In fact the code above: first_33.iloc[0].iloc[0] = 'Franglais' is exactly equivalent to the code we have already seen above:

first_row = first_33.iloc[0]
first_row.iloc[0] = 'Franglais'

Because it is exactly equivalent - it has the same result - it does not change the underlying data frame, even though it looks as if it should.

first_33
Discipline Number of Professors Clarity
0 Spanglish 23343 3.756147
1 Mathematics 22394 3.487379
2 Biology 11774 3.608331

The two versions are equivalent, because, when we run:

first_33.iloc[0].iloc[0] = 'Franglais'

— this first causes first_33.iloc[0] to make a copy, and after that, the .iloc[0] = 'Franglais' works on that copy, but we don’t see the result, because we aren’t saving the copy anywhere, and it disappears into obscurity when we have run the code.

The Pandas indexing documentation refers to this as chained assignment, in the sense that we first do first_33.iloc[0] and then, in a subsequent (chained) assignment, we do .iloc[0] = 'Franglais' on the result.

The chaining is fairly obvious in the both-at-the-same-time version above, but it can be a harder to spot when the assignments are separated, even by a line, as in:

first_row = first_33.iloc[0]
first_row.iloc[0] = 'Franglais'

This version over two lines is exactly equivalent, so is also chained assignment. It can be even more difficult to spot when the lines are a bit separated:

first_row = first_33.iloc[0]
# Do something
# Do something else
# And something else again.
# And then - the chained assignment!
first_row.iloc[0] = 'Franglais'

If you are already feeling confused, the confusion can get worse. Consider this slight variation on our original first_33 data frame:

# First 3 rows, last three columns.
first_3_end_3 = ratings.iloc[:3, 3:]
first_3_end_3
Helpfulness Overall Quality Easiness
0 3.821866 3.791364 3.162754
1 3.641526 3.566867 3.063322
2 3.701530 3.657641 2.710459

Knowing what you know now - does the following give a view on the row, or a copy of the row?

first_row_f3e3 = first_3_end_3.iloc[0]
first_row_f3e3
Helpfulness        3.821866
Overall Quality    3.791364
Easiness           3.162754
Name: 0, dtype: float64

We can check by setting a value on the row.

first_row_f3e3.iloc[0] = 99
first_row_f3e3
Helpfulness        99.000000
Overall Quality     3.791364
Easiness            3.162754
Name: 0, dtype: float64

Now you have guessed, have a look at the output of the cell below.
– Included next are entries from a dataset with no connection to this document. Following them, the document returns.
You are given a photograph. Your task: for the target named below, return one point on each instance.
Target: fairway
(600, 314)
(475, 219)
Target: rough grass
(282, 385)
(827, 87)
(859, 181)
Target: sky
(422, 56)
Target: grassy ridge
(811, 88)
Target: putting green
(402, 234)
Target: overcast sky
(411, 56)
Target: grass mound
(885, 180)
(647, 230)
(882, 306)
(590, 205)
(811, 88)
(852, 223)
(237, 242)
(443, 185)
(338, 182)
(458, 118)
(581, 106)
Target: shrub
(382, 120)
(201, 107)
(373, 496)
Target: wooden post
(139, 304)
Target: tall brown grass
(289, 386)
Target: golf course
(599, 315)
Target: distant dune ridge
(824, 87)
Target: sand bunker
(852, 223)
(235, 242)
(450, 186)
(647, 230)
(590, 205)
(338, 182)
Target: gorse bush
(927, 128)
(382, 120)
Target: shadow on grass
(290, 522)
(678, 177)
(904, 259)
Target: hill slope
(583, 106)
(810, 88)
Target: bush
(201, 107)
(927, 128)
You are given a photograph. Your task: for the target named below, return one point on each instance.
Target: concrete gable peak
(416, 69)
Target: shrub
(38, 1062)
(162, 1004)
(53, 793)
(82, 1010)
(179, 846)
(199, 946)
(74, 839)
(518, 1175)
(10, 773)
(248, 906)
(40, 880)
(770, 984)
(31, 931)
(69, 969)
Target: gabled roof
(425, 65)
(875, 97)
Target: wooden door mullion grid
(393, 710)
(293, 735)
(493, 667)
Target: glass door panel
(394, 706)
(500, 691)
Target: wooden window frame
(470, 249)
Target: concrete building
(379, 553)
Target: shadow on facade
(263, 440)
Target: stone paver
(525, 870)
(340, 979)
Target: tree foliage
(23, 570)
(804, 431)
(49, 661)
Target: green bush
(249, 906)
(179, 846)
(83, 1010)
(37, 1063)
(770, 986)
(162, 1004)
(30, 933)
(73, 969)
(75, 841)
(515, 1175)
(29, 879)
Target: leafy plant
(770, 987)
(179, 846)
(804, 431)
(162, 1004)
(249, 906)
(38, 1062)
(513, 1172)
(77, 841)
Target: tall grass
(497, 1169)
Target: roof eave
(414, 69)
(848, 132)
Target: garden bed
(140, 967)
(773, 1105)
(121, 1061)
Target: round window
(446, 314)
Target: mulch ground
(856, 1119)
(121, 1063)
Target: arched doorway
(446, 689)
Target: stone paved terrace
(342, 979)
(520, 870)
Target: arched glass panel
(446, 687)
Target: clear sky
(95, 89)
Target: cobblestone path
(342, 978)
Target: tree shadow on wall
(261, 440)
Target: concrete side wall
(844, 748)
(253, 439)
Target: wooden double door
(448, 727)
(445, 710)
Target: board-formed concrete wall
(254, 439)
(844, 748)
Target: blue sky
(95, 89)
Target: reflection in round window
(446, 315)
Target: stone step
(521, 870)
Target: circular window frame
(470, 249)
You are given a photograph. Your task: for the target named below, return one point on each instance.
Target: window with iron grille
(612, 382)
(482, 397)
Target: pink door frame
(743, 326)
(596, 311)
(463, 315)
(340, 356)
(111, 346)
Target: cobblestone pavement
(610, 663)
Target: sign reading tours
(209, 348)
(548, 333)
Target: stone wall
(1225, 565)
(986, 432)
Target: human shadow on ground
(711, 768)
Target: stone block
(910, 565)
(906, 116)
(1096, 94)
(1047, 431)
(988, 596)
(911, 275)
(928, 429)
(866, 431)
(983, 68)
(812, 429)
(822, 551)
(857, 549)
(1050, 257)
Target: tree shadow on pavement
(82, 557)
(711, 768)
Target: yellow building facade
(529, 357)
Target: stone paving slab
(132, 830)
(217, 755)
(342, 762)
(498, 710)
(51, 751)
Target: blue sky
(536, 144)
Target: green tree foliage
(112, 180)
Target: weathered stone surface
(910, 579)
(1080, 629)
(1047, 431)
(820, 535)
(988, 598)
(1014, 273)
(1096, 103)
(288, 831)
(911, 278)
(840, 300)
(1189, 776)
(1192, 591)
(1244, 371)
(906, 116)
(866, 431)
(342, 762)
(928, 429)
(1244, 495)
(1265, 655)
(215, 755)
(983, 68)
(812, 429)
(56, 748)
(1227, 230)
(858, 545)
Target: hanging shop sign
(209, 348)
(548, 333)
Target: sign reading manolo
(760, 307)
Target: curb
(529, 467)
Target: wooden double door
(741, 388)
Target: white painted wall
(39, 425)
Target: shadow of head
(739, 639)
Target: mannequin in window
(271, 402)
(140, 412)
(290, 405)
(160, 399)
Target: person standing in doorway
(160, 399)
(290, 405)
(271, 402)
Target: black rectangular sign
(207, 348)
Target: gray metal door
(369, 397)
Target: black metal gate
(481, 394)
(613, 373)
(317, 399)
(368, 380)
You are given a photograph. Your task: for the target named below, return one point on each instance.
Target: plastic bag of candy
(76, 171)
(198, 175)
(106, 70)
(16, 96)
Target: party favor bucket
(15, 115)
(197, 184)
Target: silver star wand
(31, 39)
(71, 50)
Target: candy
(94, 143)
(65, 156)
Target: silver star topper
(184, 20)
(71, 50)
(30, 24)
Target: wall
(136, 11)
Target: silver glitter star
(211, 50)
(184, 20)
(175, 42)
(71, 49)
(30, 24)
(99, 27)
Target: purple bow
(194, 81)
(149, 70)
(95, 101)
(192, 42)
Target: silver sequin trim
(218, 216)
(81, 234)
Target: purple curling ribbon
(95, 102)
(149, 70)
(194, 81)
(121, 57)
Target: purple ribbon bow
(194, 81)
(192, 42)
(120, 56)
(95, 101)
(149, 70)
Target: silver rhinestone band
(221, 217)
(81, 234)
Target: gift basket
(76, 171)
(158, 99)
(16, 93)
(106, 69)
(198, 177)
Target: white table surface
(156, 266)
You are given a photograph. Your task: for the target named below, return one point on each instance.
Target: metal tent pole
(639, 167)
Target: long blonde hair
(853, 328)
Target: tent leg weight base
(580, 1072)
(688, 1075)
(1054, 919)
If first_row_f3e3 was a view, then the first value in the first column of the underlying data frame — first_3_end_3 — will have changed to 99. If it was a copy, it will have the value it had before - 3.821866.

first_3_end_3
Helpfulness Overall Quality Easiness
0 99.000000 3.791364 3.162754
1 3.641526 3.566867 3.063322
2 3.701530 3.657641 2.710459

Was first_row_f3e3 a view or a copy? Did you guess right?

The point of all this is to say that - when you take stuff out of a Pandas data frame with indexing, it can be very difficult to predict whether you have a view or a copy, and it can depend what data you have in your date frame.

For example, above, we found that if all the data in the data frame are floats, then I get a view, but in our previous data frame – first_33 — that has a mixture of column types, including strings and numbers, I got a copy.

The way out of this steaming set of tubes into hell, is to use safe handling of Pandas.